Lorelle Holland is a proud Mandandanji woman who grew up on Turrbal Country with her four sisters and parents. She is a dedicated and passionate Registered Nurse with over three decades of experience across clinical, management, education, and research roles in the health care sector. A highlight of her nursing career was working as a Remote Area Nurse in the Northern Territory, providing care alongside Aboriginal communities.
Lorelle currently holds the position of Senior Research Officer in Indigenous Health at the Poche Centre for Indigenous Health and the ARC Centre of Excellence for Indigenous Futures, and is an Affiliate at the School of Nursing, Midwifery and Social Work at The University of Queensland. She hopes to inspire the next generation of health equity researchers to enable thriving Indigenous futures.

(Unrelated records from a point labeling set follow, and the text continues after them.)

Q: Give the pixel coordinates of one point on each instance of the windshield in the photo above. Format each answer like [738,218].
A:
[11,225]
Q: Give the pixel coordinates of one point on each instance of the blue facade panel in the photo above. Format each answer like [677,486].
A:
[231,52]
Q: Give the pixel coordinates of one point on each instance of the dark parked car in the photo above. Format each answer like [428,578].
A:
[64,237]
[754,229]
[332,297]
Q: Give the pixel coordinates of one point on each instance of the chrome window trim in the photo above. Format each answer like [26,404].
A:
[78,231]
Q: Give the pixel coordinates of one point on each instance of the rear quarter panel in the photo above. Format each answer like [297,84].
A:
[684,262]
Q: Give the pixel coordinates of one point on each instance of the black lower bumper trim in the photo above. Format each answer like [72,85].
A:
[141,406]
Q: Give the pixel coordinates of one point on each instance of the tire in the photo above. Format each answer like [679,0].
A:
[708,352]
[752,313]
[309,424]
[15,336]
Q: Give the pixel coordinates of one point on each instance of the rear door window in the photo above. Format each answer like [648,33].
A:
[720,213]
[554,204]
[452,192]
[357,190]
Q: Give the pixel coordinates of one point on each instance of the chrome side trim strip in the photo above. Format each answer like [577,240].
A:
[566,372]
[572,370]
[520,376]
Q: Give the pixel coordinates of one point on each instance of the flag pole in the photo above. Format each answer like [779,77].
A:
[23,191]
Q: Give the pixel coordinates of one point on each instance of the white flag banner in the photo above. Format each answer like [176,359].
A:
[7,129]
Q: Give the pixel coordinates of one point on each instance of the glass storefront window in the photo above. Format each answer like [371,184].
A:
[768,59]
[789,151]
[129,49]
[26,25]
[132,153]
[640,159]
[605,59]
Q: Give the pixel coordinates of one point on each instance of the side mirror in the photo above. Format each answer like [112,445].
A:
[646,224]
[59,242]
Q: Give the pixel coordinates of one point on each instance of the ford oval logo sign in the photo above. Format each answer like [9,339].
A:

A proud UQ alumna, Lorelle graduated with a Master of Public Health (Indigenous Health) in July 2020. Her proudest academic achievement to date was receiving the Postgraduate Coursework Academic Excellence Award, presented by Professor Bronwyn Fredericks (Pro-Vice-Chancellor, Indigenous Engagement) and Professor Tracey Bunda (Academic Director, Aboriginal and Torres Strait Islander Studies Unit).
Lorelle’s standpoint as an Aboriginal woman, combined with her extensive nursing experience and public health education, offers a broad and nuanced perspective on the complex interplay between environment, health systems, interdisciplinary collaboration, and the social determinants of health. She advocates for the decolonisation of health interventions, grounded in the United Nations Declaration on the Rights of Indigenous Peoples (UNDRIP), which affirms the rights of Indigenous peoples to lead transformative change through their own knowledges, strengths, and sovereignty.
Lorelle is currently undertaking PhD studies at the Child Health Research Centre within UQ’s Faculty of Health, Medicine and Behavioural Sciences. Her research explores critical race theory, child development and the complex health needs of Aboriginal and Torres Strait Islander youth disproportionately affected by detention and family separation during critical developmental periods. Her work is guided by transformative epistemologies and decolonising methodologies, centring youth and their communities in the co-design of culturally responsive, holistic assessment and diversionary pathways to counter youth detention practices.